Nigerian youths are saying enough is enough after the death of several youths by the law enforcement agency, Special Anti-Robbery Squad (SARS), that was constituted to curb robbery but gone rogue and made extortions, harassments and in some cases killing of innocent citizens their means of livelihood.
Despite the government disbanding the unit and promise to redeploy officers to other existing units, commands and formations, the youths are saying they want a total discharge of corrupt officers and the entire reform of the Nigerian Police Force (NPF) before they will even consider backing down on the ongoing protest, especially after politicians started sponsoring thugs to attack peaceful protesters in Lagos and Abuja.
The Nigerian Stock Exchange closed flat on Wednesday amid rising uncertainty surrounding the government’s ability to de-escalate the situation given the fact that the youths no longer trust the administration or Nigerian government.
The Naira remained weak against global counterparts and expected to plunge further once the National Bureau of Statistics (NBS) release third-quarter Gross Domestic Product (GDP) report expected by many experts to plunge the nation into its second recession in four years.
Naira Declines on the Black Market on Tuesday
Naira Plunges Against Global Counterparts on Tuesday on the Black Market
The Nigerian Naira declined on Tuesday on the black market despite efforts by the Central Bank of Nigeria to prop up the value of the local currency against global counterparts.

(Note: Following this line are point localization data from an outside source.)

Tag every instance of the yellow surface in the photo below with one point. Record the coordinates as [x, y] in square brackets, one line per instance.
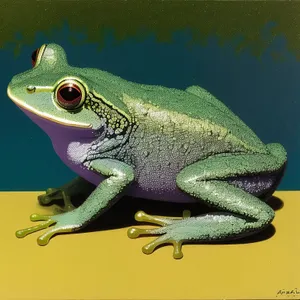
[91, 265]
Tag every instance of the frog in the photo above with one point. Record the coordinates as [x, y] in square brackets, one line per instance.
[150, 142]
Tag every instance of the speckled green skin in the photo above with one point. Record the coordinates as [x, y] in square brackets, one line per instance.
[155, 142]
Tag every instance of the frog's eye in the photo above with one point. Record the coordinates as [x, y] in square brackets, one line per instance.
[34, 56]
[69, 95]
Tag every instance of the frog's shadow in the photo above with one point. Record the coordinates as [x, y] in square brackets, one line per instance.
[122, 215]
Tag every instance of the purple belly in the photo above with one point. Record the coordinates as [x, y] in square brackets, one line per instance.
[61, 136]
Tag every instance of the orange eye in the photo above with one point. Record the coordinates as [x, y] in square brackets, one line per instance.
[69, 96]
[34, 56]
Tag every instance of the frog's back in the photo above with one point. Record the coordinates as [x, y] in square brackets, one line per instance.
[198, 104]
[194, 102]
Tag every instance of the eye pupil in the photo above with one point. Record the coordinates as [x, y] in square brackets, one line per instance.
[69, 96]
[34, 57]
[69, 93]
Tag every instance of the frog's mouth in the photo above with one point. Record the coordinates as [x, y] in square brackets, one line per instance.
[44, 115]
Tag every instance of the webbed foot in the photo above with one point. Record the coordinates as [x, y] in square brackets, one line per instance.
[62, 223]
[171, 232]
[54, 194]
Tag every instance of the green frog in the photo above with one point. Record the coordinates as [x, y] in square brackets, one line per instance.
[150, 142]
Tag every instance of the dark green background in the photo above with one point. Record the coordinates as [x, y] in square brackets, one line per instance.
[245, 53]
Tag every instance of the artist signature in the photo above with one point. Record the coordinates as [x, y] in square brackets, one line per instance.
[291, 293]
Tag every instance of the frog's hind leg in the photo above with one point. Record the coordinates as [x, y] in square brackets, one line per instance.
[240, 213]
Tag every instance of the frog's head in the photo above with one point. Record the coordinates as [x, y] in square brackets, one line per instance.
[73, 97]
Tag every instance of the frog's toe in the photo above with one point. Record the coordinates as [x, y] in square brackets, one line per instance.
[167, 232]
[48, 221]
[35, 217]
[162, 240]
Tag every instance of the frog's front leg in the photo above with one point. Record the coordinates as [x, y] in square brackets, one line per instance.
[78, 186]
[241, 213]
[119, 174]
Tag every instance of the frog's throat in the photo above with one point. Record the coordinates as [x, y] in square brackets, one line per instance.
[45, 115]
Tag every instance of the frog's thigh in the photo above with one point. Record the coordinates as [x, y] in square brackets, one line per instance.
[205, 180]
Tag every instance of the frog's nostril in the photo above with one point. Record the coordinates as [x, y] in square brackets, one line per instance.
[30, 89]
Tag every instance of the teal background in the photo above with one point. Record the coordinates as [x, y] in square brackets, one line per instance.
[262, 90]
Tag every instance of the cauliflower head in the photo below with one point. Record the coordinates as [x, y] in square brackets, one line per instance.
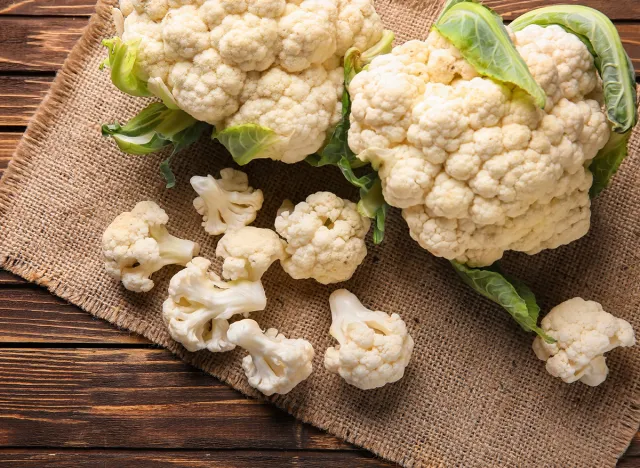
[137, 244]
[324, 236]
[273, 63]
[275, 364]
[226, 203]
[200, 304]
[373, 347]
[583, 332]
[476, 166]
[249, 252]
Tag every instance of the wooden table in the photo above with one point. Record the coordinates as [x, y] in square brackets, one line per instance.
[75, 391]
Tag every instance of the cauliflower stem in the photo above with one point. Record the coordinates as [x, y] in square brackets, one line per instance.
[125, 70]
[338, 153]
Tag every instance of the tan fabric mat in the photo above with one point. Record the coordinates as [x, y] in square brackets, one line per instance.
[474, 394]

The Naira declined by N4 from N457 per US dollar it traded on Friday to N461 on Tuesday morning. Against the European common currency, the Naira fell by N1 to N538 from N537.

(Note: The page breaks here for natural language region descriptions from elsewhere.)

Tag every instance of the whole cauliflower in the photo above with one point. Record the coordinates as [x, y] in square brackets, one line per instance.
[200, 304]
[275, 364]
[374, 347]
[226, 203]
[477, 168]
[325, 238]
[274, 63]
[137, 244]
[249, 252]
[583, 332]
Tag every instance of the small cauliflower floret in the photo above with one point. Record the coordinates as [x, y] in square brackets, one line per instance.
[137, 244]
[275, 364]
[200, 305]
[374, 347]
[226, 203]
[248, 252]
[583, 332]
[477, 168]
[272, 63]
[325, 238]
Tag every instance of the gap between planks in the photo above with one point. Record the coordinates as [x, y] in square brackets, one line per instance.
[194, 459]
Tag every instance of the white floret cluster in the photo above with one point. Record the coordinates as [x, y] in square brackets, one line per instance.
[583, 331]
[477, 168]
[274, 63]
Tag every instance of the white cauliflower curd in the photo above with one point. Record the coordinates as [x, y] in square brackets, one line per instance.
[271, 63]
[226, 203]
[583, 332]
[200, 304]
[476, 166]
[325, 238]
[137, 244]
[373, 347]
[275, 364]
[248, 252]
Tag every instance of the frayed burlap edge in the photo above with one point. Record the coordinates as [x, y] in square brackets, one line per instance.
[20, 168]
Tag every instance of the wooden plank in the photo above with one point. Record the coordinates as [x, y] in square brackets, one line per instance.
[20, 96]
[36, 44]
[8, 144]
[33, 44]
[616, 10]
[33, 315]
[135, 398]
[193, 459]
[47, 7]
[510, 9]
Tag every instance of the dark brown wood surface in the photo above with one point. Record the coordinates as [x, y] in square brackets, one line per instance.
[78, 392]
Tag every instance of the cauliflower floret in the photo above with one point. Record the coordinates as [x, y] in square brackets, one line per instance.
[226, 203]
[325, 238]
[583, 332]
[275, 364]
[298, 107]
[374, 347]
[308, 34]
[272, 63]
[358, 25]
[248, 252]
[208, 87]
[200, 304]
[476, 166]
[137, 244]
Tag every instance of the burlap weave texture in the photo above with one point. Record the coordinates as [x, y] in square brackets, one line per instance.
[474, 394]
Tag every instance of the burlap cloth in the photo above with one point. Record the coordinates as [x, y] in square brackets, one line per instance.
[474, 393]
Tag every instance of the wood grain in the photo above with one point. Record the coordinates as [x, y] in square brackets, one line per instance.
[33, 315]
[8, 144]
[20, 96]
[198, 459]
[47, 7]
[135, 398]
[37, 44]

However, the local currency improved by N3 against the British pound from N595 it exchanged on Friday to N592 on Tuesday.
Nigeria’s weak economic outlook continues to weigh on the Naira outlook, especially with the economy projected to enter recession in the third quarter.
Despite efforts to cushion the negative effect of COVID-19 on the nation’s economy, unclear policy path amid weak business sentiment and low foreign revenue generation needed to sustain economic productivity in a majorly import-dependent economy drag on Nigerian Naira value and the entire economic outlook.